Step 1.5: Submission to Realm

  • Action: The user (or client) submits the generated End Cap proof, its public inputs, and the associated state deltas to a Realm node responsible for their User ID range. This is typically done via a Realm Edge API.

Phase 2: Realm-Level Ingestion & Initial Aggregation (GUTA Entry)

Realms are the first point of contact for user-submitted proofs on the network. They verify these proofs and begin the aggregation process.
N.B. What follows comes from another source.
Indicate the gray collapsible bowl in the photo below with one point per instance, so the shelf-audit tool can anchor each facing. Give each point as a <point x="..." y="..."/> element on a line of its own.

Step 2.1: End Cap Proof Verification & GUTA Header Creation

  • Action: A Realm node receives an End Cap proof from a user.
  • Circuit(s) (Executed by Proof Miners, orchestrated by Realm):
    • GUTAVerifySingleEndCapCircuit (if processing one End Cap in isolation)
    • GUTAVerifyTwoEndCapCircuit (if processing a pair of End Caps, the common case for starting aggregation)
  • Purpose: To securely ingest the user's End Cap proof into the GUTA process, verify its validity against protocol rules and historical state, and transform it into a standard GlobalUserTreeAggregatorHeader format.
  • Process:
    1. The Realm provides the End Cap proof and its claimed results/stats as witness to the Proof Miner network. It also provides a Merkle proof (checkpoint_historical_merkle_proof) showing that the checkpoint_tree_root the user based their UPS on was indeed a valid, historical checkpoint.
    2. Proves (within the GUTA circuit):
      • The End Cap proof itself is a valid ZK proof.
      • It was generated by the official, known UPSStandardEndCapCircuit (fingerprint check).
      • Its public inputs match the claimed end_cap_result and guta_stats.
      • The checkpoint_tree_root claimed in the end_cap_result is verified against the checkpoint_historical_merkle_proof.
      • (For GUTAVerifyTwoEndCapCircuit): The state transitions from two user End Caps (e.g., start_leaf_A -> end_leaf_A and start_leaf_B -> end_leaf_B in GUSR) are correctly combined into a single state transition at their Nearest Common Ancestor (NCA) in the GUSR tree, using an NCA proof witness. Statistics are summed.
    3. Output: A GlobalUserTreeAggregatorHeader. This header contains:
      • The guta_circuit_whitelist_root (ensuring subsequent GUTA steps use valid circuits).
      • The checkpoint_tree_root that this aggregation step is anchored to (this will be the current block's target CHKP root, derived from the historical proof).
      • A SubTreeNodeStateTransition representing the change to the GUSR (either a single user leaf update or an NCA parent update).
      • Aggregated GUTAStats.
    4. The Realm also stores the user's state deltas and relays them to peering Data Availability (DA) Miners.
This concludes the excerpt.